Aside from the issue of “authorized carriers,” there are some otherwise valid uses of tethering software which users are now being denied. One of the apps banned was for tethering internet over Bluetooth. (We’re working on adding it to ours, someday. See below.) With wifi tethering, the internet has to come in from the cell carrier, but Bluetooth tethering allows a user to connect their phone to a wireless router and then share it with a device that has Bluetooth but no wireless card. This use, by definition, can’t violate the T-Mobile ToS, since it doesn’t require their data plan at all. And that’s not even to mention phones which have been set up to use other carriers who allow for tethering.

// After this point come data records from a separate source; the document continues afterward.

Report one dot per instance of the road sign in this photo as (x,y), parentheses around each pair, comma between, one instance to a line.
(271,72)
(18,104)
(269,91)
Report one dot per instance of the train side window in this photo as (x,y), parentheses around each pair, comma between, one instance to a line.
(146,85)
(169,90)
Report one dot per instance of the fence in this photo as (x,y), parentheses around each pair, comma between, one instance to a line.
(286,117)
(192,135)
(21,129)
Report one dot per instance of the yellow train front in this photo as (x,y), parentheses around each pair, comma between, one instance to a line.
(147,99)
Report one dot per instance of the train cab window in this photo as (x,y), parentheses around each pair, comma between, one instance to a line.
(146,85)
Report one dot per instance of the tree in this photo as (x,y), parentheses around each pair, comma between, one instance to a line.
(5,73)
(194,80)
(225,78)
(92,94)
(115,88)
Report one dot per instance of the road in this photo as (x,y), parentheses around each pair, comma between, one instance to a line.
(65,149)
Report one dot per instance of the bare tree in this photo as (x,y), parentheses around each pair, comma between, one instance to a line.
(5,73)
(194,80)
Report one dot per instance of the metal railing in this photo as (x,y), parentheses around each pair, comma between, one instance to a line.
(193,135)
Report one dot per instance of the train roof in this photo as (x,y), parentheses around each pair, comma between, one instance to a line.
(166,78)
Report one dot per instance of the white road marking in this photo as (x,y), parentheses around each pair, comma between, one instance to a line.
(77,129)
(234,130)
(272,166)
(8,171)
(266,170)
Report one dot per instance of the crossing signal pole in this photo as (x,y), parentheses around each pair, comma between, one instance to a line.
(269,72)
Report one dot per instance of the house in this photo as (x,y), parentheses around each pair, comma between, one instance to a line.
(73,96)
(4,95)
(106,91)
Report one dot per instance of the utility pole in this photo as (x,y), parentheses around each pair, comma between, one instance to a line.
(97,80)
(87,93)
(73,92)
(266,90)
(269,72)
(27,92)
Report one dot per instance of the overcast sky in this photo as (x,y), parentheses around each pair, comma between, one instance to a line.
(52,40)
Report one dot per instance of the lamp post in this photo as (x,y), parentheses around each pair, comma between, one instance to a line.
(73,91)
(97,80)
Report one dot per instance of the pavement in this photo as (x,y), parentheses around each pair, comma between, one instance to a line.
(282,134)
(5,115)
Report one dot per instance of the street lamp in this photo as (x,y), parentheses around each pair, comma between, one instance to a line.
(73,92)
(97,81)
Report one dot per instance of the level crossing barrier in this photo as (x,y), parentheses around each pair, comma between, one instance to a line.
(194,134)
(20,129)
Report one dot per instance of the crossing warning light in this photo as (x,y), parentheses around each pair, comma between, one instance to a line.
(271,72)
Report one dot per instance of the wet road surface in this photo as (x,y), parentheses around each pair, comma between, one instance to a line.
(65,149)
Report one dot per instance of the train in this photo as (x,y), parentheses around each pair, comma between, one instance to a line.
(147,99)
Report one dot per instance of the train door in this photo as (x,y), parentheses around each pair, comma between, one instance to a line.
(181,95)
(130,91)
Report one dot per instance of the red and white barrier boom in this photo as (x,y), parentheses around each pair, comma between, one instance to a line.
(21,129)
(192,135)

To add to the irony, one of the folks who helped develop the initial tethering scripts works for Google, I’m told. Another Google employee has forked Wifi Tether, added Bluetooth support to it, says he and his office-mates use it on their commute, and has even given us a patch we can merge in when we get the time. I know they’re not any more responsible for this policy than I am, but it just makes me giggle to know that there’s an underground presence inside the machine. Hopefully they (and you) can help us push for a really open Android instead of the same greedy corporate power plays we see from other mobile platforms.